If you are excluding animal products from your diet, then there are chances that your body may be deficient of these vital nutrients required for muscle building. Careful Vegan Bodybuilding Meal Planplanning and wise choices are required to become a healthy vegan bodybuilder. Proper planning and food choices are required to make a vegan bodybuilder meal plan healthy and well-balanced.

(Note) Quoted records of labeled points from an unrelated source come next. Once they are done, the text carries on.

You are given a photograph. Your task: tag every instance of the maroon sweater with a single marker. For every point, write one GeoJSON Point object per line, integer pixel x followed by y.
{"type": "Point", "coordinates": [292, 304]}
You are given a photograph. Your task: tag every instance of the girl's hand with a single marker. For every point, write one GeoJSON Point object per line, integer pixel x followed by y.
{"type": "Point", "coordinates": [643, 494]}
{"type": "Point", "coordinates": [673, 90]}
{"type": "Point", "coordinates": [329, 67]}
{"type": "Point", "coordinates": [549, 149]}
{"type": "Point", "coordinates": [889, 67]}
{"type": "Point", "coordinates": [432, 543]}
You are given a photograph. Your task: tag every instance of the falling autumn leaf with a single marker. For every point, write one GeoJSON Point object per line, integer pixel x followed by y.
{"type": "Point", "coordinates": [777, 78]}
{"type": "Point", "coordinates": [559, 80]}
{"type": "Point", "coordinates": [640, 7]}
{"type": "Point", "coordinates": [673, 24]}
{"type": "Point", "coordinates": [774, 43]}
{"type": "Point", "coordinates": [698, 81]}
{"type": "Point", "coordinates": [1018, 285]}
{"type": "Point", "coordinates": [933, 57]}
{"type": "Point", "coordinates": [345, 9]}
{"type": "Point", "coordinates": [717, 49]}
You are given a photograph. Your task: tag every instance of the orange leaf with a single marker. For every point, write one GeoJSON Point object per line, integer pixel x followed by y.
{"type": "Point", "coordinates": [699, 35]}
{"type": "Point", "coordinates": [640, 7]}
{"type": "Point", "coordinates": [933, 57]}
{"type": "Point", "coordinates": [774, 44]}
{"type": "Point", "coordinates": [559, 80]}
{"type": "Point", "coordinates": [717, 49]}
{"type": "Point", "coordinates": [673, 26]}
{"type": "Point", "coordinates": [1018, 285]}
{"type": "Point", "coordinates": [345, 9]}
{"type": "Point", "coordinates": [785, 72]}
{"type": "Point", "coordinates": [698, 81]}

Include certain foods in your diet that replaces animal protein and other nutrients. The following vegan bodybuilding meal plan can provide you with complete nutrition to build an impressive physique.
1. Get the best Vegan Dietary Sources for Bodybuilding:
Proteins:

Protein is the key element for muscle growth and recovery. Both essential and non-essential amino acids help to provide basic ingredients that help in the repair of wear and tear to damaged muscle tissues after rigorous workouts. Vegan bodybuilders should include plant proteins that comprise of 8 amino acids. Some of the plant sources that offer complete proteins are legumes, soy, hemp seeds, corn, nuts, grains and beans. Some of the best sources that can substitute dairy products are almonds, beans, sunflower seeds and sesame seeds.

Carbohydrates and Fats:

Include enough amounts of carbs in your vegan bodybuilding meal plan as they are crucial for growth of muscles. Include organic foods that provide you sufficient fibre and low glycemic carbs to keep your blood sugar levels normal. Fat should comprise around 30% of the total calories. Nuts are the best plant sources of omega 3 fatty acids (fats).

2. Meal timings:

Eat 6 to 8 small frequent meals to keep a constant influx of all the vital nutrients. The sufficient supply of nutrients act as fuel for muscle growth and recovery so you can workout harder the next time you hit the gym.

3. Enough Calories:

Vegan diet is high in fibre but less in calories due to large quantities of fruits and vegetables. Take 15-20 calories per pound of your bodyweight to meet the minimum calorie requirements of bodybuilding diet.

4. Fortified foods and Protein supplements:

Include fortified rich foods such as fortified cereals, bran, dried peas and beans and other protein supplements.

Sample Vegan Bodybuilding Meal Plan:

Breakfast:

This should include vegan protein source such as rice, pea or hemp. You can include granula, soy milk or bananas.

Pre-lunch snack:

Take a handful of nuts such as pistachios or cashews or 2 slices of soy cheese with 2 slices of whole grain wheat bread. You can also take 2 tbs peanut butter with one whole wheat bagel.

Lunch:

Lunch should comprise of proteins and carbs. You can include soy protein powder or bar, organic brown rice or quinoa. Take beans and other green leafy veggies with 2 slices of whole wheat bread.

Snack:

This should include organic protein bars and variety of nuts.

Dinner:

A high protein stew is best for a vegan bodybuilding diet. You can include large bowl of vegetable salad or veggie soy cheese burger patties.

Post-dinner:

This should include any protein food such as granula bar, natural peanut butter with bread or soy milk.
A typical vegan bodybuilding meal plan is all about making wise food choices that provide you complete nutrition to get a well-toned body.